Saya memutuskan untuk mengajukan pinjaman dan menghubungi perusahaan, petugas pinjaman mereka yang benar-benar memberi saya harapan dan mengatakan kepada saya tidak khawatir bahwa perusahaan akan meminjamkan uang kepada saya, bahkan ketika jumlah yang saya butuhkan sangat besar, dan semua yang saya bisa berikan kepada mereka persyaratan yang merupakan informasi pribadi, yang saya lakukan.

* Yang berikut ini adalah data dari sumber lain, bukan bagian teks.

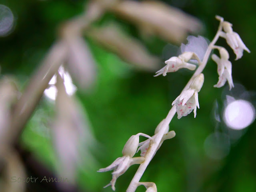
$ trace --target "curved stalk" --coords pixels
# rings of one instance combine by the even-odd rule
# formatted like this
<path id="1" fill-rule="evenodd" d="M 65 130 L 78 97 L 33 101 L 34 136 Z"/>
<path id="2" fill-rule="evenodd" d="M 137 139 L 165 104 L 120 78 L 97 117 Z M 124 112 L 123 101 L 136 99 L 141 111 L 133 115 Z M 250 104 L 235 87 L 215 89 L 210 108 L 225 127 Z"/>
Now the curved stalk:
<path id="1" fill-rule="evenodd" d="M 217 16 L 216 18 L 217 20 L 219 20 L 220 21 L 220 25 L 219 26 L 217 33 L 207 48 L 205 54 L 204 55 L 204 59 L 202 62 L 202 64 L 198 66 L 193 76 L 191 77 L 190 80 L 188 81 L 187 84 L 182 91 L 182 92 L 187 90 L 192 83 L 194 78 L 202 72 L 203 70 L 205 68 L 207 62 L 208 61 L 208 60 L 212 50 L 214 48 L 215 43 L 220 37 L 220 34 L 222 30 L 222 24 L 223 21 L 223 20 L 222 18 L 218 17 L 218 16 Z M 135 173 L 135 174 L 134 175 L 126 191 L 126 192 L 134 192 L 135 190 L 136 190 L 137 187 L 139 184 L 139 182 L 141 177 L 145 172 L 147 167 L 148 165 L 148 164 L 152 159 L 154 154 L 156 153 L 157 150 L 158 146 L 160 143 L 162 138 L 164 136 L 164 128 L 170 124 L 170 123 L 174 116 L 176 112 L 176 106 L 174 105 L 172 107 L 168 113 L 166 117 L 165 118 L 165 120 L 164 121 L 164 122 L 162 124 L 162 126 L 160 128 L 160 130 L 152 142 L 150 151 L 148 152 L 148 153 L 147 154 L 146 158 L 144 162 L 141 164 L 139 167 L 139 168 L 137 170 L 136 173 Z"/>

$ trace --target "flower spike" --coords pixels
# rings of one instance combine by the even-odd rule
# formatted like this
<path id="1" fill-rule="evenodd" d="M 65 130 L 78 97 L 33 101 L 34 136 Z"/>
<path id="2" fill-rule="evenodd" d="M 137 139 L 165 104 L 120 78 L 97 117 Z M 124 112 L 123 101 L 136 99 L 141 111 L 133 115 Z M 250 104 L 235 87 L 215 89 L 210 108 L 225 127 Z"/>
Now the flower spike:
<path id="1" fill-rule="evenodd" d="M 235 60 L 238 60 L 242 57 L 244 50 L 248 53 L 251 52 L 242 41 L 239 35 L 233 31 L 232 24 L 227 21 L 224 21 L 222 25 L 225 32 L 222 32 L 220 34 L 220 36 L 226 39 L 227 43 L 234 51 L 236 56 Z"/>
<path id="2" fill-rule="evenodd" d="M 212 56 L 212 59 L 217 64 L 217 72 L 219 76 L 218 83 L 213 86 L 218 88 L 221 87 L 227 80 L 229 85 L 229 90 L 230 90 L 232 88 L 234 87 L 232 79 L 232 64 L 228 60 L 229 55 L 228 51 L 225 48 L 220 47 L 218 49 L 220 58 L 215 54 L 213 54 Z"/>

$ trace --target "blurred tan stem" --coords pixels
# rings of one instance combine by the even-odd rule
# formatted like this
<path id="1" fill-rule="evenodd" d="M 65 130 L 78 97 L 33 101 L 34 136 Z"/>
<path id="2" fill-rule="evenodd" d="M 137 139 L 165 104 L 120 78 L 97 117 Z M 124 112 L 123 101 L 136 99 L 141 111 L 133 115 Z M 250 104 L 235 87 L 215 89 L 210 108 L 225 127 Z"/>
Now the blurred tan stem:
<path id="1" fill-rule="evenodd" d="M 88 4 L 85 13 L 62 26 L 60 33 L 62 40 L 55 43 L 50 50 L 14 107 L 6 139 L 7 142 L 12 143 L 17 140 L 50 80 L 66 59 L 68 47 L 66 38 L 82 34 L 82 31 L 101 17 L 103 10 L 96 2 L 92 2 Z"/>

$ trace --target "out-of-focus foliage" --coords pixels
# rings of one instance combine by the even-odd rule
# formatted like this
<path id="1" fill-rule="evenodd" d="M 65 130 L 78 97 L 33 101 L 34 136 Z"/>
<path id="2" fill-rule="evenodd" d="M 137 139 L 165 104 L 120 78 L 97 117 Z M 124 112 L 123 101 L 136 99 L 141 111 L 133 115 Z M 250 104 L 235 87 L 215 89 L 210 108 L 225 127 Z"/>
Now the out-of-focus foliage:
<path id="1" fill-rule="evenodd" d="M 13 12 L 16 25 L 11 34 L 0 38 L 0 65 L 1 75 L 14 74 L 22 87 L 56 38 L 60 23 L 80 13 L 84 1 L 18 1 L 0 0 L 0 4 Z M 170 0 L 166 2 L 200 20 L 205 30 L 200 35 L 210 40 L 218 24 L 215 20 L 215 15 L 232 23 L 234 31 L 239 34 L 252 53 L 244 53 L 242 58 L 236 61 L 234 54 L 230 54 L 234 82 L 255 91 L 254 2 Z M 117 19 L 113 14 L 107 14 L 100 22 L 113 21 L 119 23 L 126 34 L 143 41 L 154 54 L 161 56 L 163 50 L 166 50 L 167 42 L 156 37 L 145 38 L 134 26 Z M 98 65 L 97 83 L 90 94 L 78 92 L 77 96 L 86 108 L 100 145 L 93 152 L 98 161 L 96 164 L 91 169 L 80 168 L 78 182 L 84 191 L 107 192 L 111 191 L 110 188 L 102 187 L 109 182 L 111 175 L 96 171 L 120 156 L 124 145 L 131 135 L 140 132 L 154 134 L 156 127 L 165 117 L 172 102 L 192 74 L 182 70 L 165 77 L 154 78 L 154 72 L 134 70 L 93 40 L 87 40 Z M 219 42 L 230 53 L 233 52 L 224 40 Z M 170 53 L 169 56 L 172 55 Z M 162 59 L 164 61 L 166 58 Z M 170 130 L 176 132 L 176 137 L 164 142 L 141 181 L 155 182 L 159 192 L 256 191 L 255 123 L 246 128 L 239 139 L 231 143 L 226 157 L 216 160 L 206 154 L 204 142 L 206 138 L 217 131 L 228 131 L 222 120 L 218 123 L 214 119 L 212 112 L 216 101 L 222 117 L 224 95 L 228 92 L 226 85 L 224 88 L 213 88 L 218 78 L 216 65 L 213 62 L 209 61 L 204 74 L 204 83 L 199 95 L 200 109 L 197 111 L 196 118 L 190 115 L 178 120 L 175 115 L 170 126 Z M 251 101 L 255 106 L 255 92 L 250 95 Z M 32 150 L 53 170 L 58 162 L 52 149 L 50 130 L 54 108 L 52 102 L 44 98 L 20 141 L 21 145 Z M 118 178 L 116 191 L 125 191 L 137 167 L 133 166 Z M 145 191 L 144 187 L 139 187 L 138 191 Z"/>

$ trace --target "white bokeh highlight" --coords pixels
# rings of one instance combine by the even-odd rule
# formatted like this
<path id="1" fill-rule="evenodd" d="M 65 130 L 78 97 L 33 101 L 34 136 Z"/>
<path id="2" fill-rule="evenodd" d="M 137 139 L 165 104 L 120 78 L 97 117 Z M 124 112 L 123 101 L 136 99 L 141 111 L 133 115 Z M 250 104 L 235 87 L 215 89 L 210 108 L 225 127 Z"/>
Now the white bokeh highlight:
<path id="1" fill-rule="evenodd" d="M 242 99 L 229 103 L 224 112 L 224 121 L 230 128 L 244 129 L 251 124 L 255 119 L 255 108 L 249 102 Z"/>
<path id="2" fill-rule="evenodd" d="M 64 68 L 61 66 L 58 70 L 60 76 L 63 78 L 64 86 L 66 88 L 66 91 L 69 95 L 73 95 L 77 88 L 72 82 L 72 79 L 69 74 L 65 70 Z M 52 100 L 55 100 L 57 95 L 57 88 L 55 86 L 57 76 L 54 75 L 49 82 L 49 87 L 44 90 L 44 95 Z"/>
<path id="3" fill-rule="evenodd" d="M 8 35 L 13 28 L 14 16 L 10 8 L 0 4 L 0 36 Z"/>

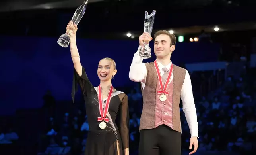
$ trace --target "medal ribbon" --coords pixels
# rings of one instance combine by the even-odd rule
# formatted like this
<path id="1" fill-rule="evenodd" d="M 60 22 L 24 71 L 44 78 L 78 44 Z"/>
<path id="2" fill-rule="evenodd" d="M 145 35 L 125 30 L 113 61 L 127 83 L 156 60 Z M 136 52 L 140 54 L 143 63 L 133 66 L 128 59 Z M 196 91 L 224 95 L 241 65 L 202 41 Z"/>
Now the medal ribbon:
<path id="1" fill-rule="evenodd" d="M 166 81 L 165 84 L 165 85 L 163 85 L 163 80 L 162 80 L 162 77 L 161 76 L 161 74 L 160 73 L 160 70 L 159 69 L 159 67 L 158 66 L 158 64 L 157 60 L 155 60 L 154 62 L 154 64 L 155 65 L 155 67 L 157 70 L 157 77 L 158 78 L 158 82 L 159 82 L 159 85 L 160 85 L 160 90 L 157 91 L 157 93 L 161 94 L 162 93 L 164 93 L 166 95 L 168 95 L 169 94 L 169 92 L 166 91 L 166 89 L 167 88 L 167 86 L 168 86 L 170 80 L 171 79 L 171 77 L 173 73 L 173 65 L 172 63 L 171 66 L 170 66 L 170 69 L 169 70 L 169 72 L 168 73 L 168 75 L 166 79 Z"/>
<path id="2" fill-rule="evenodd" d="M 102 121 L 108 123 L 109 121 L 109 119 L 106 118 L 107 116 L 107 113 L 109 111 L 109 103 L 110 102 L 110 100 L 111 99 L 113 94 L 113 90 L 114 88 L 112 85 L 111 86 L 110 89 L 109 91 L 109 94 L 108 94 L 108 97 L 107 98 L 106 101 L 106 104 L 105 104 L 105 108 L 103 109 L 103 100 L 102 100 L 102 94 L 101 93 L 101 85 L 98 87 L 98 98 L 99 99 L 99 113 L 101 115 L 101 117 L 98 117 L 98 121 L 100 122 Z"/>

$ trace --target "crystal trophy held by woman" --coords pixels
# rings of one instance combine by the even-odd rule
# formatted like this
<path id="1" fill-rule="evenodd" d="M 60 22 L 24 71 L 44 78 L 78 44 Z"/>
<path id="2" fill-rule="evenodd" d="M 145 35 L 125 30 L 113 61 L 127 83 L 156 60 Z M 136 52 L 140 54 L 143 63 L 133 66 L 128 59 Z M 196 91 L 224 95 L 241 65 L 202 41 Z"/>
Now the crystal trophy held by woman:
<path id="1" fill-rule="evenodd" d="M 71 21 L 76 25 L 78 24 L 80 20 L 84 15 L 87 4 L 88 0 L 86 0 L 76 9 L 71 19 Z M 63 47 L 67 47 L 68 46 L 70 42 L 70 36 L 73 30 L 67 29 L 65 34 L 62 35 L 59 38 L 57 42 L 58 44 Z"/>
<path id="2" fill-rule="evenodd" d="M 148 14 L 147 11 L 145 13 L 145 21 L 144 22 L 144 32 L 147 32 L 151 36 L 153 29 L 154 21 L 155 17 L 155 10 L 153 10 L 151 14 Z M 151 57 L 151 49 L 149 46 L 149 42 L 144 43 L 143 47 L 141 47 L 139 50 L 139 55 L 143 59 L 148 59 Z"/>

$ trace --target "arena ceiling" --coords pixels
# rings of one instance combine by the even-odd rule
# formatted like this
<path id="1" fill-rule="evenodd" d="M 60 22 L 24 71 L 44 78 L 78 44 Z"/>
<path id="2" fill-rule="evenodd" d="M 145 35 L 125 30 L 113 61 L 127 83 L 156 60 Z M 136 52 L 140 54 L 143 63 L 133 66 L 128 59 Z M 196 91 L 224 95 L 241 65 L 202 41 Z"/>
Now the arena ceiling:
<path id="1" fill-rule="evenodd" d="M 2 34 L 58 36 L 83 0 L 2 0 L 0 18 L 11 26 L 0 27 Z M 256 6 L 252 0 L 89 0 L 80 23 L 81 37 L 135 37 L 143 30 L 144 12 L 157 10 L 154 30 L 173 30 L 177 35 L 197 34 L 202 29 L 254 30 Z M 50 26 L 48 26 L 51 23 Z M 63 27 L 63 28 L 60 28 Z"/>

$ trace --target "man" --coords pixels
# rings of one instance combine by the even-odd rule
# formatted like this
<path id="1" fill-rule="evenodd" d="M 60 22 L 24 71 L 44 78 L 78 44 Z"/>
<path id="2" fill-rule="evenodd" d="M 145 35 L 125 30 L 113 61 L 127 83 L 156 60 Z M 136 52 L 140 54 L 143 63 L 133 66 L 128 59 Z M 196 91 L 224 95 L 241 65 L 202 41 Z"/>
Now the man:
<path id="1" fill-rule="evenodd" d="M 140 47 L 144 41 L 148 43 L 152 39 L 144 32 L 139 38 Z M 133 57 L 129 76 L 134 82 L 140 82 L 144 102 L 139 155 L 181 154 L 180 98 L 191 134 L 190 149 L 194 147 L 189 154 L 197 149 L 198 127 L 190 77 L 186 70 L 173 64 L 170 60 L 176 42 L 173 34 L 158 31 L 154 45 L 156 60 L 142 63 L 138 50 Z"/>

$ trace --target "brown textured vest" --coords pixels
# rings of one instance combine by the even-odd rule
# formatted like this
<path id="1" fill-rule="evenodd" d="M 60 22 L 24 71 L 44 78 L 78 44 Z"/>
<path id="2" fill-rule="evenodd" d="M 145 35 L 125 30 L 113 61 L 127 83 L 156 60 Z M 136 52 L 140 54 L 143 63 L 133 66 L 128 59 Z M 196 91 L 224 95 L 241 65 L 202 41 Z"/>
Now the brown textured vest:
<path id="1" fill-rule="evenodd" d="M 140 118 L 140 130 L 155 128 L 157 87 L 158 79 L 154 62 L 145 63 L 147 70 L 146 83 L 142 89 L 143 108 Z M 181 133 L 180 102 L 182 86 L 184 82 L 186 70 L 173 65 L 173 85 L 172 121 L 173 129 Z"/>

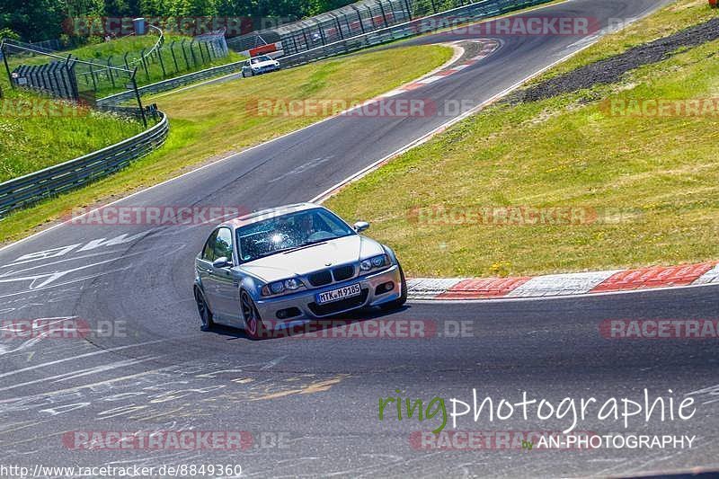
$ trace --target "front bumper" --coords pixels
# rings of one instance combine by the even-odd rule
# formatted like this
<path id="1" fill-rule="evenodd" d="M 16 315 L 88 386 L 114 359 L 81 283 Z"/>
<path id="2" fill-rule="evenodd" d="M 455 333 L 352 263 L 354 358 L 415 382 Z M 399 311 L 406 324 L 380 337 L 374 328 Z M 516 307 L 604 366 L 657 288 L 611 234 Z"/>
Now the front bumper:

Saya telah melalui semua proses, mereka berjanji untuk meminjamkan uang yang saya minta setelah mengkonfirmasi saya memenuhi syarat untuk pinjaman, saya diminta untuk menunggu, yang paling mengejutkan adalah pinjaman dimasukkan ke dalam akun saya dan saya mengkonfirmasinya .. Kami perusahaan kembali secara finansial dan keluarga saya baik-baik saja, ini membuat hidup saya lebih baik, saya berterima kasih kepada Allah dan kepada SEMUA PINJAMAN HIBAH GLOBAL
GMAIL ..... allglobalgrantloan@gmail.com
UNTUK MENGHUBUNGI KU
Murni Santi
murnisanti55@gmail.com
ini untuk bukunya terbit dimana dan tahun berapa ya? mau saya cantumkan buat referensi tugas saya
BalasHapusBukunya terbit dimana dan tahun berapa?